Asked what procedures the government would follow before the first man is hanged, he said, “We will follow the normal procedures.”

Yet as in the previous two attempts, the government is certain to run against opposition to the revival of the death penalty. “I feel they won’t go through it,” said professor Siripala Hettige, the country’s best-known sociologist and head of the department of sociology at Colombo University.

“But talking about it is the easiest thing to do because the government can create an illusion that they are dealing with crime,” he said.

In the past month, there have been at least 25 killings and 20 high-profile robberies from various parts of the country. A recent study by criminologists has revealed that youngsters under 25 years were involved in more than 90 percent of the crimes mainly due to unemployment, poverty and political rivalry.

Sociologists attribute the rise in crime to the growing gulf between the rich and the poor and a breakdown in acceptable norms in accumulating wealth. Hettige adds that in the present economic scenario, people have a tendency to make money at any cost.

“There is a kind of anarchy in the system of distribution and the acquisition of wealth. People want to amass wealth through any means,” he said.

Much of the blame on the violence has been placed on the 35,000- odd army and police deserters who are prowling the streets looking for easy money and prepared to handle contract killings or robberies for a fee.

Violence in society has turned even personal disputes into bloody confrontations, according to local media.

Sociologists add that the ongoing ethnic conflict is much to blame for the growing violence with the loss of lives become meaningless nowadays. “People are dying like flies in the war, so taking one’s life is no big deal if there is a fee involved,” one sociologist, who declined to be named, said.

More than 60,000 people have died and thousands more maimed in fighting between government troops and Tamil rebels since 1983. The rebels are demanding an independent homeland in the north and the east for their minority Tamil community.

According to some newspaper reports, Colombo gangsters have a nexus with the rebels and offer them sanctuary in the city in return for arms and cash.

According to police figures, the number of non-ethnic war murders are increasing by the day. In January to June, 608 killings were reported along with more than 4,000 robberies, bank hold-ups and minor thefts.
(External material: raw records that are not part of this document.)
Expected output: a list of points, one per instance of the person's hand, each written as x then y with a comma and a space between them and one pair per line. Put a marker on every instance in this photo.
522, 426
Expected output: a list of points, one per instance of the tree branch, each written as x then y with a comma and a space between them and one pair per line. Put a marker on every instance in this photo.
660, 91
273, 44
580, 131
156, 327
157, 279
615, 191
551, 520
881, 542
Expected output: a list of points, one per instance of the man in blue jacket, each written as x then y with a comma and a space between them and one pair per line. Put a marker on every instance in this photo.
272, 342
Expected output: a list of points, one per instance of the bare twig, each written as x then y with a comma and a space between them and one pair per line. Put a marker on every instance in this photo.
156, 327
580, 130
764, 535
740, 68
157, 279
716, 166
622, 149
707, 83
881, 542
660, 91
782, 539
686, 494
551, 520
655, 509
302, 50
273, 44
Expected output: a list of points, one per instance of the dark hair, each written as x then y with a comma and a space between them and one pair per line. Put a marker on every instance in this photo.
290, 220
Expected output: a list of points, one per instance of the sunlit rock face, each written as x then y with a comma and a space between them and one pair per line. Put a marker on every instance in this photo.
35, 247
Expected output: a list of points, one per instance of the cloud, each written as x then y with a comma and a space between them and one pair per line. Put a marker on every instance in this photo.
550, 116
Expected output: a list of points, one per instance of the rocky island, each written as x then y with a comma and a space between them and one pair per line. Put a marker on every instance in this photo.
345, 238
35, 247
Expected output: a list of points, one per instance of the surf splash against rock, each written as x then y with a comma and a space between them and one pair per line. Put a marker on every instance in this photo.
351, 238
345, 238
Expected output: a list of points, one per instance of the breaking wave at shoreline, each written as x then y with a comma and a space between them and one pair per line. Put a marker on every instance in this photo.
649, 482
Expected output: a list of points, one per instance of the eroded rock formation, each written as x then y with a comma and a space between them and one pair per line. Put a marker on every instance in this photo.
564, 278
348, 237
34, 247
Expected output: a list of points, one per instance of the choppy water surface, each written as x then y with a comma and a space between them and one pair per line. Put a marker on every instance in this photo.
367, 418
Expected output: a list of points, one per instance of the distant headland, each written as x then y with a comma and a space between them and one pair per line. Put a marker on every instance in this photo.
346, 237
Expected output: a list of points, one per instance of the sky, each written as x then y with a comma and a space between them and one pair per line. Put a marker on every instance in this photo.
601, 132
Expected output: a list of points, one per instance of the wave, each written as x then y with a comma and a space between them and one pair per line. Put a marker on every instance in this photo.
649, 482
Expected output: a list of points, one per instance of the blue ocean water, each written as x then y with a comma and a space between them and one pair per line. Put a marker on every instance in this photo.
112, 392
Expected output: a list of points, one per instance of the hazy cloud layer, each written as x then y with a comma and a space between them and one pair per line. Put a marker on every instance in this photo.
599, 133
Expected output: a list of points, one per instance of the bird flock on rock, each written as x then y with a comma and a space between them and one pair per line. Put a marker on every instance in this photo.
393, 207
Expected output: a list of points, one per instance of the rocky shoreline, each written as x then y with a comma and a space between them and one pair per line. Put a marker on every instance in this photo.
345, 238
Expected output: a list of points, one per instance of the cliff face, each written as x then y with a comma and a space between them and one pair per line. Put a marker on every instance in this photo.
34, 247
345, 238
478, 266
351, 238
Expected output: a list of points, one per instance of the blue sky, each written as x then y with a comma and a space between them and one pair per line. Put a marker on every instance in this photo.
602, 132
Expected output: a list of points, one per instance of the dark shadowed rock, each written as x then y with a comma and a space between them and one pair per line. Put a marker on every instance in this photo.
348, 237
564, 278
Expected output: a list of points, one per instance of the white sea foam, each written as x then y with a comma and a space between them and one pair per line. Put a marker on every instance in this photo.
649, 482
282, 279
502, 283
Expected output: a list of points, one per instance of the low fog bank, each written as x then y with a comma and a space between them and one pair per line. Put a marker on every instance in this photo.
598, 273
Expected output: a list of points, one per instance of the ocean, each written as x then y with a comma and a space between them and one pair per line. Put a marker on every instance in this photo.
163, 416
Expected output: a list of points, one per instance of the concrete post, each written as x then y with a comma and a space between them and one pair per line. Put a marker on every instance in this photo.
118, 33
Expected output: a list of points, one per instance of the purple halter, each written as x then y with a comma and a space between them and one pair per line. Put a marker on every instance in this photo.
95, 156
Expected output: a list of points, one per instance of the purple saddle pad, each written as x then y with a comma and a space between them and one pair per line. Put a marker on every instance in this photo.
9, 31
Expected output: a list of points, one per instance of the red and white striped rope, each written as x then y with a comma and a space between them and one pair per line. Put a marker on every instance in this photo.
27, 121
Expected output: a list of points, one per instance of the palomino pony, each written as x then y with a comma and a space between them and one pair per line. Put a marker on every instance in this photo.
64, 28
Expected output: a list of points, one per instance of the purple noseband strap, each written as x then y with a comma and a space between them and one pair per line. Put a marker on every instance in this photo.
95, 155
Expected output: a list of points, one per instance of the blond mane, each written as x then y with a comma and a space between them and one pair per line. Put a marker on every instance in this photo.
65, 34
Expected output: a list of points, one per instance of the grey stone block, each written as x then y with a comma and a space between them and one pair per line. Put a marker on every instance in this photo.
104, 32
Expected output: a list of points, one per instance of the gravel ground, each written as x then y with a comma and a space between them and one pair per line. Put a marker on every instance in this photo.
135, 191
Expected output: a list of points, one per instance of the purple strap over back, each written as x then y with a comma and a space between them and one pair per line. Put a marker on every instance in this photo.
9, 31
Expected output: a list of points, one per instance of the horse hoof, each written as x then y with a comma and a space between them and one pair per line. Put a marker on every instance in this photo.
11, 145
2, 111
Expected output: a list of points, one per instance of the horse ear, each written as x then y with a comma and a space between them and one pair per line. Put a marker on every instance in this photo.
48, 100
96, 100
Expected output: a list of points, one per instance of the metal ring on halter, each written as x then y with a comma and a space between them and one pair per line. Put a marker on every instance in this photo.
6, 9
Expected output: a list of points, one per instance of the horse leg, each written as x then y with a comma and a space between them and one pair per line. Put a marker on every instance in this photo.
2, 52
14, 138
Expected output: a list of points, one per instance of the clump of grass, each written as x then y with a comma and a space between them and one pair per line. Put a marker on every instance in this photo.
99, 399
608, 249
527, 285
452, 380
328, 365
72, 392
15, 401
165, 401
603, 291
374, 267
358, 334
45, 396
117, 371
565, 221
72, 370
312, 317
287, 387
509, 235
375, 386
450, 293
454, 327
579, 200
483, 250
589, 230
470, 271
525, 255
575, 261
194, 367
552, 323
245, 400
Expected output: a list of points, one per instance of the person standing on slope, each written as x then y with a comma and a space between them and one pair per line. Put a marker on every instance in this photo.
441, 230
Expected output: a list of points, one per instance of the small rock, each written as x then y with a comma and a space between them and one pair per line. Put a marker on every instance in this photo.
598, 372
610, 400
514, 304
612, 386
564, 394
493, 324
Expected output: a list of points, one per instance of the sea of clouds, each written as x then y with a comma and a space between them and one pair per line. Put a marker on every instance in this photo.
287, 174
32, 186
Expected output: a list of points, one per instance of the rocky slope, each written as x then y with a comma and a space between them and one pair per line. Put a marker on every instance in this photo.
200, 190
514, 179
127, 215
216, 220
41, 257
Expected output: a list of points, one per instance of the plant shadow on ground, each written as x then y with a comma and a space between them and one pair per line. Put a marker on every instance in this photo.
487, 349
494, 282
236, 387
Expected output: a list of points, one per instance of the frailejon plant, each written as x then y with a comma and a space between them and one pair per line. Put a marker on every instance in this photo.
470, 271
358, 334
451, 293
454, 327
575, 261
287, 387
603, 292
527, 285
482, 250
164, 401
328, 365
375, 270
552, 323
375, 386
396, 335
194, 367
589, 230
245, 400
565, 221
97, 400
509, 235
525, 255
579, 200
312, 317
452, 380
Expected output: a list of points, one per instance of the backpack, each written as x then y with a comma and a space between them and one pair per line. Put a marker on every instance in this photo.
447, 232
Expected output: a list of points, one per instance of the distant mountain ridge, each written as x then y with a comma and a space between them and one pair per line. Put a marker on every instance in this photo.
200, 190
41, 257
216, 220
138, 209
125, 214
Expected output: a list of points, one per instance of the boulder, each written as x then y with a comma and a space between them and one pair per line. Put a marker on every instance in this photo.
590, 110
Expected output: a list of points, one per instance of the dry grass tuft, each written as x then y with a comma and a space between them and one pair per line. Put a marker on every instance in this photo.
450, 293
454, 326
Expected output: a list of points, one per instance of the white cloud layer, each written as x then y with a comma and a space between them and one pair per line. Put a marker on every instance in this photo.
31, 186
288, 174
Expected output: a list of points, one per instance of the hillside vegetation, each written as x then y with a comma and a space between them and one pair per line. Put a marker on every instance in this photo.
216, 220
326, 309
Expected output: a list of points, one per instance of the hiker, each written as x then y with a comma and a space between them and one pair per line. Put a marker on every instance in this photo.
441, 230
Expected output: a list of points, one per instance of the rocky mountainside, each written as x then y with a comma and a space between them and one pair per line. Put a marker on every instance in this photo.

In the whole of 1999, there were 1,711 killings and in 1998, 1,385 killings.

Two other high-profile murders last year also drew attention to the death penalty debate. The murder of a young teenage schoolboy by another teenage gang and the bloody massacre of an entire family of six outraged and shocked people and revived calls for the death penalty.

The accused in both cases have been sentenced to death.

Meantime, Justice Minister Weerakoon reckons quick trials and indictments in addition to eliminating political interference in the police force can to some extent address the rising crime statistics.

“There has to be a revamp of the police service. The police has lost its professionalism over the years due to political interference which came by way of patronage extended by parliamentarians,” he said.

But others are convinced the police are not entirely to blame for the problem.

“In our country, criminals are easily accepted back into society and not made to feel they have done something wrong. So they conveniently go back to committing the same crimes after serving a short jail term or pay a small fine,” said Jayatissa de Costa, a lawyer and member of the state-run Law Commission.